Às 9h32 (horário de Brasília) desta sexta-feira (13), o contrato de maio do milho negociado na Bolsa Brasileira (B3) registrava estabilidade com viés de baixa (-0,04%), cotado a R$ 75,17/saca, porém, com ganho acumulado de 2,65% na parcial da semana. O vencimento de julho operava em viés de baixa (-0,01%), a R$ 71,47/sc, com valorização semanal de 0,73%.
Na véspera (12), o contrato de maio caiu 0,82%, a R$ 75,20/sc; o de julho recuou 0,29%, a R$ 71,48/sc.

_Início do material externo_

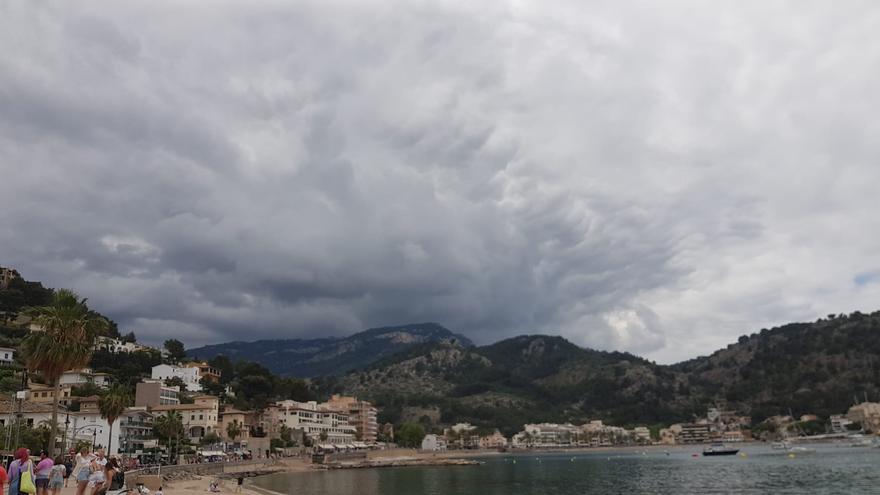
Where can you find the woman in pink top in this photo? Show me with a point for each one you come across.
(42, 473)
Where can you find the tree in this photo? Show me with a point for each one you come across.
(233, 430)
(111, 405)
(169, 426)
(209, 438)
(65, 342)
(175, 349)
(411, 435)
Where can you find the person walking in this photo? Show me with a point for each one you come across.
(22, 464)
(4, 477)
(82, 470)
(111, 467)
(42, 473)
(57, 476)
(68, 467)
(97, 477)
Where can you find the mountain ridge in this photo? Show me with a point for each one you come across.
(330, 355)
(812, 368)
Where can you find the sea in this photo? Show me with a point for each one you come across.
(758, 469)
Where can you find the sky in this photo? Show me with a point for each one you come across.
(653, 177)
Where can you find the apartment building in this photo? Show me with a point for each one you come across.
(694, 433)
(44, 394)
(7, 355)
(361, 415)
(199, 418)
(320, 423)
(189, 376)
(243, 419)
(151, 393)
(205, 371)
(84, 376)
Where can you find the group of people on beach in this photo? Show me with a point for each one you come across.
(46, 476)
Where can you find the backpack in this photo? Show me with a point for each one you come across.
(118, 480)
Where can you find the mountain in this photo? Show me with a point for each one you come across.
(329, 356)
(806, 367)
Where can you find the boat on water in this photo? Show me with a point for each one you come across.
(719, 449)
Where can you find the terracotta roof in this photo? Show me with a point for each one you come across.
(180, 407)
(8, 406)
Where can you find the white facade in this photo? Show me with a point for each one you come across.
(317, 422)
(433, 443)
(839, 423)
(84, 376)
(32, 414)
(190, 376)
(118, 346)
(7, 355)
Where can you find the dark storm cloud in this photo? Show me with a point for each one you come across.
(659, 180)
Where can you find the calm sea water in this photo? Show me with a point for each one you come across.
(837, 470)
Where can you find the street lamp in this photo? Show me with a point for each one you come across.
(66, 428)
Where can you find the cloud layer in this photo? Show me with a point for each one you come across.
(658, 178)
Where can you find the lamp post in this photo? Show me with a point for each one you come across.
(66, 428)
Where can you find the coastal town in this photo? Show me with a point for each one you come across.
(213, 430)
(161, 415)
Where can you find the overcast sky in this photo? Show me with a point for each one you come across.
(658, 178)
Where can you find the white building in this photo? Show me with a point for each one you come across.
(199, 419)
(321, 424)
(839, 423)
(641, 434)
(84, 376)
(32, 413)
(7, 355)
(433, 443)
(189, 375)
(547, 435)
(118, 346)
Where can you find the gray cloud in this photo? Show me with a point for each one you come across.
(658, 179)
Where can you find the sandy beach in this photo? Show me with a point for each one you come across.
(227, 482)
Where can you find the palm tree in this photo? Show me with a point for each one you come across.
(168, 426)
(233, 430)
(111, 405)
(66, 341)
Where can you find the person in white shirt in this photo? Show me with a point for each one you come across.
(82, 470)
(97, 479)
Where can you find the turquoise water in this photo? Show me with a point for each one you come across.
(830, 470)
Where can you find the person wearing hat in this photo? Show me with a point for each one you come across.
(21, 464)
(42, 473)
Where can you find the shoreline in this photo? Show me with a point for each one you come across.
(394, 458)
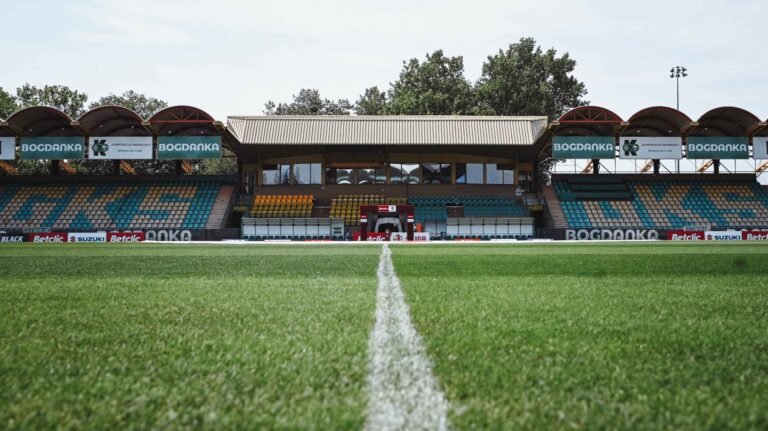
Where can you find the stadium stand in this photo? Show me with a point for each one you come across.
(610, 201)
(281, 206)
(436, 208)
(107, 205)
(347, 207)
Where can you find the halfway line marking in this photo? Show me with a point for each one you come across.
(402, 392)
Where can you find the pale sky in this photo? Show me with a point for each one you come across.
(230, 57)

Nesta manhã, os preços internos eram pressionados pela queda dos contratos equivalentes na Bolsa de Chicago (CBOT). A desvalorização do câmbio, fator que diminui a competitividade do grão brasileiro voltado à exportação, também contribuía para o viés negativo.
Por outro lado, preocupações com atrasos nas atividades de campo limitavam perdas. As chuvas intensas em diversas regiões produtoras seguem impactando o ritmo da colheita do milho de verão e também o plantio da segunda safra.
Segundo a DATAGRO, os próximos 10 dias devem continuar sendo marcados por precipitações volumosas em grande parte das áreas produtoras de grãos do Brasil. O excesso de chuvas dificulta a colheita da soja e, consequentemente, atrasa o plantio do milho de inverno, conhecido como safrinha.
Levantamento da DATAGRO indica que a colheita do milho de verão alcançou 38,4% da área cultivada no Centro-Sul do Brasil até a última sexta-feira (6), após avanço de 6,3 pontos percentuais em uma semana.
No mesmo período do ano passado, os trabalhos estavam em 46,2%, enquanto a média dos últimos cinco anos é de 43,6%.